Se as pessoas abrem mão de fazer isso em prol da promoção de outras pessoas que estão acima delas na estrutura hierárquica, elas estão renunciando, em alguma medida, a exercer suas qualidades propriamente humanas. O diabo é que os funcionários burocráticos e outros empregados ou prestadores de serviços em organizações hierárquicas já introjetaram tão fundo as idéias que sustentam tais práticas, que o hábito não de servir mas de ser serviçal se instalou no andar de baixo da sua consciência e emerge como uma pulsão. Freqüentemente eles se escondem para promover seus superiores, tendo medo, inclusive, de proferir uma opinião própria em uma reunião, escrever um artigo em um blog, dar um entrevista ou gravar um vídeo para um meio de comunicação. Mas essas pessoas até se orgulham de habitar a penunbra e se vestir de cinza, adotando a servidão voluntária e, com isso, violando sua própria humanidade ou, no mínimo, deixando de explorá-la e desenvolvê-la como poderiam.

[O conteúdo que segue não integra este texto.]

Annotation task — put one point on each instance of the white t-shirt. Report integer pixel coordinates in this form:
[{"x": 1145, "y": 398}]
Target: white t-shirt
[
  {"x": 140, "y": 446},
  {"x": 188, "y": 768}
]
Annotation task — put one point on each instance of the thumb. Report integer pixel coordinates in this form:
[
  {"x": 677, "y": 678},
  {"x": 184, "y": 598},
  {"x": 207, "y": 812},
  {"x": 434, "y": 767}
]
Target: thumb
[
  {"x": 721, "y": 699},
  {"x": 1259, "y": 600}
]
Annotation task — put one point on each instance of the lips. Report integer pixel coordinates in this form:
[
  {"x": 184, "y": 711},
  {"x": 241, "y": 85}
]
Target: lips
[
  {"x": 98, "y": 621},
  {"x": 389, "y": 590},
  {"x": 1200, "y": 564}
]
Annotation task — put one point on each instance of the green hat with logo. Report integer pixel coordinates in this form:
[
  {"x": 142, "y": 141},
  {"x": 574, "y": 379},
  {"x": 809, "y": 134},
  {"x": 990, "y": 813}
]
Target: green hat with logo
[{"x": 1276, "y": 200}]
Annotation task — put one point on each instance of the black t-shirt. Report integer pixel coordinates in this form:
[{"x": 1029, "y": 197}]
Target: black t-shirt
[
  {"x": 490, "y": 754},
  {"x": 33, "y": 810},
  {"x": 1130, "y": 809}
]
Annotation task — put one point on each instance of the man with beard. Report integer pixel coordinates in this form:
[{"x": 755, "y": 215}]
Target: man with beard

Alguns fazem isso conscientemente, em troca do emprego ou da contratação. Argumentam que se não obedecerem e fizerem a vontade dos chefes, perderão a remuneração sem a qual não terão como viver. Mas dá no mesmo. Se, para sobreviver, uma pessoa precisa castrar suas potencialidades, então tal sobrevivência não poderá ser digna. Um trabalho que deixe de promover o desenvolvimento humano de quem trabalha não pode ser digno.
Os chefes, por sua vez - como aquele senhor de escravo escravo do escravo a que se referia Hegel, com outros termos - também estão aprisionados neste círculo desumanizante. Estão intoxicados pelas ideologias do comando-e-controle e do liderancismo, segundo as quais se não for assim as coisas não funcionam. De que alguém tem sempre que liderar - quer dizer, deixando a frescura de lado e traduzindo em bom português: mandar nos outros - para que uma ação possa ser realizada a contento. Por isso não se adaptam à cultura e à prática de rede, onde não é possível mandar alguém fazer alguma coisa contra a sua vontade.
É por isso que organizar as coisas em rede distribuída é um desafio tremendo em um mundo ainda infestado, em grande parte, por organizações hierárquicas.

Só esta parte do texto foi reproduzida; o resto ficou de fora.